Tax Code Reform Is Coming : Slow but Sure.

The idea that we need reform in out tax code is beginning to take hold - truly a slow process, but as the saying goes, 'even the longest journey begins with a single step'.

The Benefits and Limitations of Income Tax Reform
Source: Alan D. Viard and Alex M. Brill, "The Benefits and Limitations of Income Tax Reform," American Enterprise Institute, September 2011.

A number of recent proposals have called for broadening the individual income tax base while lowering statutory income tax rates. Such proposals would eliminate or curtail various preferential income tax provisions and use some or all of the resulting revenue to lower statutory tax rates. The financial implications of this initiative would change drastically the tax structure and tax law of America, say Alan D. Viard, a resident scholar, and Alex M. Brill, a research fellow, at the American Enterprise Institute.

Estimates for tax expenditures (deductions and credits) in 2010 total nearly $1 trillion -- substantial relative to the $2.2 trillion in individual income tax revenue collected that year.
While the Joint Committee on Taxation lists nearly 200 individual income tax expenditures for 2010, more than half of the revenue loss is caused by the 10 largest programs.

The single largest tax expenditure of 2010, an exclusion for various employer contributions to its employees' health care, alone cost $105.7 billion in forgone revenue.

Proposed tax reforms would seek to limit or end many tax expenditures to fund lower marginal tax rates.
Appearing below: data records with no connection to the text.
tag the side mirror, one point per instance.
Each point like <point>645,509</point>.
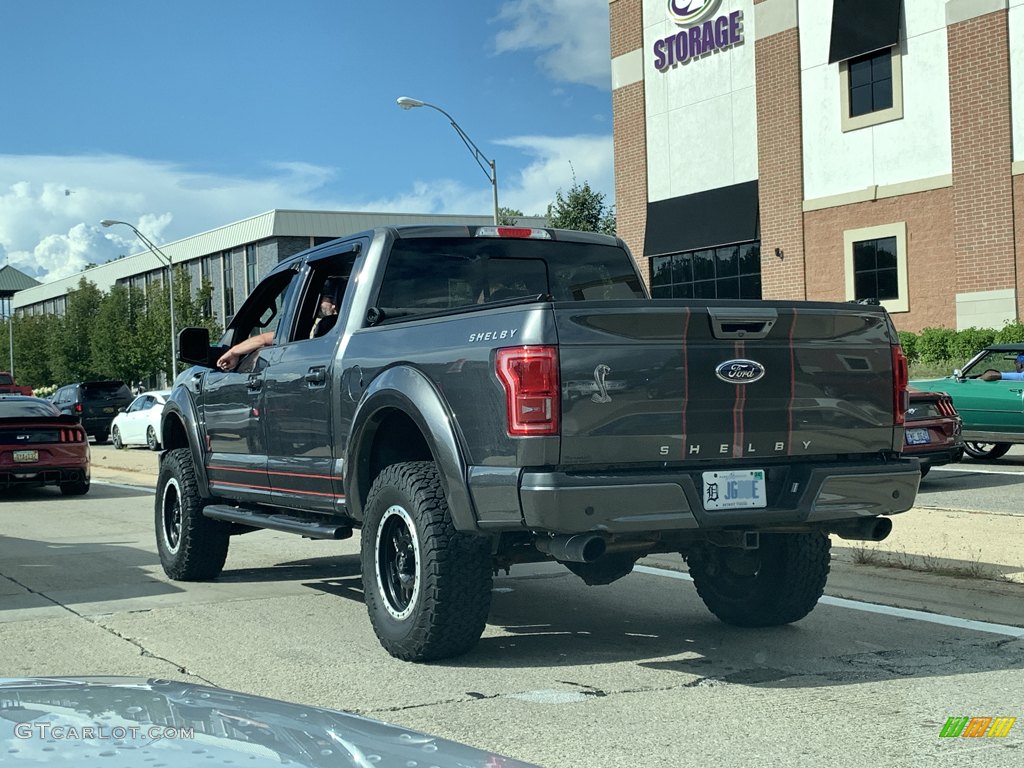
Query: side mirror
<point>194,346</point>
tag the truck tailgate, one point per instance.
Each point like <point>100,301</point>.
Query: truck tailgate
<point>673,380</point>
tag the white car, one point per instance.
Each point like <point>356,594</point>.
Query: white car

This two-prong policy, also called base-broadening, is attacked and defended by numerous arguments that require debunking before its true impacts can be recognized.

Attacking the removal of tax expenditures, some point out that certain of those programs were created to benefit specific income groups (notably, low-income citizens) and that their removal would alter tax burdens to the detriment of the poor. However, such a change in distribution can be corrected through changes in the marginal tax rates that will occur in tandem.

A common idea on the other side is that expenditure reduction will simplify the tax process. However, this is ambiguous, as the removal of tax deductions will require more actuarial and accounting work to assess the value of assets not previously subject to taxation. Others put forth that marginal rate reductions will lower disincentives to working. Yet this is untrue: while rates go down, various tax shelters will be removed and the average taxpayer will still pay the same effective rate, thereby keeping work disincentives constant.

Ignoring these misleading arguments, the crucial benefit of this policy is that it will restore the power of market forces to dictate the direction of the economy. Government-sponsored tax expenditures distort these forces, undermining their inherent efficiency, simplicity and fairness, and their removal will promote these values.